The committee is likely to focus on the issue of the inter-corporate circular debt that has financially crippled the energy sector. The circular debt started when the government promised subsidies to the energy companies rather than letting them raise prices, but then did not pay many of them, forcing them to borrow from banks to pay each other until they reached a limit where they cannot borrow any more.
As a result of the debts – and the government’s refusal to let the energy companies raise prices for fear of the political backlash – the energy sector has begun producing less and less power even as demand continues to rise, resulting in longer and longer power outages which then produce the political backlash that the government was trying to avoid in the first place.
Yet the existence of circular debt has not prevented the government from continuing to subsidise the consumption of electricity in the country. For the fiscal year that ended June 30, 2011, the government spent Rs395 billion on subsidies, of which three-quarters was for electricity.
The government appears to not have an exact figure for just how much circular debt there is in the energy sector, though reports in the media, based on conversations with officials at the largest energy companies in the country, puts the figure close to Rs400 billion.
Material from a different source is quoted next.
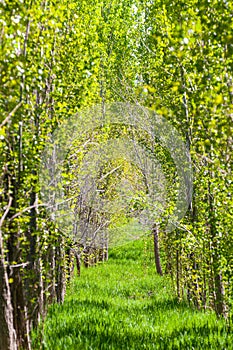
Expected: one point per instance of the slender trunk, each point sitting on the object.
(155, 233)
(7, 330)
It is not clear if that number reflects the gross circular debt – the combined liabilities of all companies – or the net circular debt, which would include just the sum of their payables minus the sum of their receivables.
“The focus of the committee will be bringing this down to around Rs100 billion… if that is achieved, we can safely say power crisis in Pakistan is over,” said an official.
A statement issued by the prime minister’s office said that the committee had been empowered to think of ‘out of the box solutions’. While PM Gilani said that he hoped that the committee would finalise its recommendations soon, he did not provide a timeframe for them to complete their work.
Of the five members of the panel, three of them – the finance minister, the petroleum minister and the deputy chairman of the Planning Commission – are in favour of deregulating prices in the energy sector and ending all forms of subsidies.
Published in The Express Tribune, August 8th, 2011.